Was, wenn die Idee von den Akzidenzien oder vielmehr Unfällen etwa die vielen neuen Arten an Funktionsstörungen, Pannen, Abstürzen und dergleichen (vom Finanzsystem bis zur Ökologie, von technologischen Katastrophen bis hin zu gesellschaftlichen Umbrüchen) berücksichtigen müsste, welche unsere Kultur durchdringen und unseren Nachrichtenalltag bestimmen? Sollten wir nicht mittlerweile besser davon ausgehen, dass Risiko und Zufall Teil der Substanz unserer Welt geworden sind, und damit die Unterscheidung zwischen Substanz und Akzidens/Unfall radikal neu zu denken ist?

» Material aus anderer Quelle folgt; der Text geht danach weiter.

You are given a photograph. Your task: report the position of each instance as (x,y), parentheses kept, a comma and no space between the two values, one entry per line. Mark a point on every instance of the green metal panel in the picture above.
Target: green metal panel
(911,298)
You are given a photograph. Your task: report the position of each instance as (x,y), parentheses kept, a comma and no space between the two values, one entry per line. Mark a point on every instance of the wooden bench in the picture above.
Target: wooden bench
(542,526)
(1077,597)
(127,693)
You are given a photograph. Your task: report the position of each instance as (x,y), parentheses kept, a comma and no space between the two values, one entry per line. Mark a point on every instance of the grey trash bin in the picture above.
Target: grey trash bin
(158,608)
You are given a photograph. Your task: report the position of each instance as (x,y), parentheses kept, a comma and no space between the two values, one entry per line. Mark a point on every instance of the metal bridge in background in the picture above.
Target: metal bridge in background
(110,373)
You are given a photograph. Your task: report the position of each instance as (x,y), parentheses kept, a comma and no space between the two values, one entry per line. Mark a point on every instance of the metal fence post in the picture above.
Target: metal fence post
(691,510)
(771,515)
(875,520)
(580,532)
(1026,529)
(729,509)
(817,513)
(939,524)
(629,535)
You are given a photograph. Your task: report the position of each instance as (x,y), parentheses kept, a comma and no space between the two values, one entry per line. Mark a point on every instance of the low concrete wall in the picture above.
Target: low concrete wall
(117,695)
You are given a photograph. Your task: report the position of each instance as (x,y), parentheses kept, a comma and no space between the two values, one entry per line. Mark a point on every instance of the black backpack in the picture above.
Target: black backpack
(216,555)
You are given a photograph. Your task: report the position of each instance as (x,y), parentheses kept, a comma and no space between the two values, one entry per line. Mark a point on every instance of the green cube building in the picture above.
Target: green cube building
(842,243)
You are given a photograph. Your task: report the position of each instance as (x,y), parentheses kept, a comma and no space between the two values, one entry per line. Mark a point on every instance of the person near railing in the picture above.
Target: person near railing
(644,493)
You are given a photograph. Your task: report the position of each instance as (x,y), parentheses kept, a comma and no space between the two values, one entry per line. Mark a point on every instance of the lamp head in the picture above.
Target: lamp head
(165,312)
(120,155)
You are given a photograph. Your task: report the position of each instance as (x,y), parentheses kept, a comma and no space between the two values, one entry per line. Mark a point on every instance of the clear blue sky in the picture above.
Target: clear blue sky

Das Buch unterzieht zentrale metaphysische Begriffe und Unterscheidungskriterien einem unnachsichtigen Stresstest, aus dem eine neue Form der Metaphysik hervorgeht, in der die dringlichsten Realien des 21. Jahrhunderts stets an die grundlegendsten Kategorien des Denkens zurückgekoppelt werden. »Metaphysik zur Zeit« ist so spekulativ wie pragmatisch, so begriffsstark wie konkret, eine Tour-de-Force, die dem abgebrühtesten Philosophen als auch dem abgefeimtesten Kulturtheoretiker den Kopf verdrehen wird.
Anstatt Argumente und Theorien auf akademisch biedermeierliche Weise einzusortieren, changiert der Text zwischen Einblicken und Eindrücken, Fragmenten und Thesen, die instantan vermitteln, wie zeitgenössische Prosa gelesen sein will. Oder, genauer gesagt: wie sich post-zeitgenössische Prosa anfühlt – denn eines der Hauptbegehren von »Metaphysik zur Zeit« ist es, uns aus der Sackgasse Gegenwart herauszuführen und zu spiegeln, wie die Zukunft durch die Erneuerung unserer Kategorien, Begriffe und Ideen bereits an und in uns arbeitet.
Armen Avanessian (*1973), Literaturwissenschaftler und Philosoph.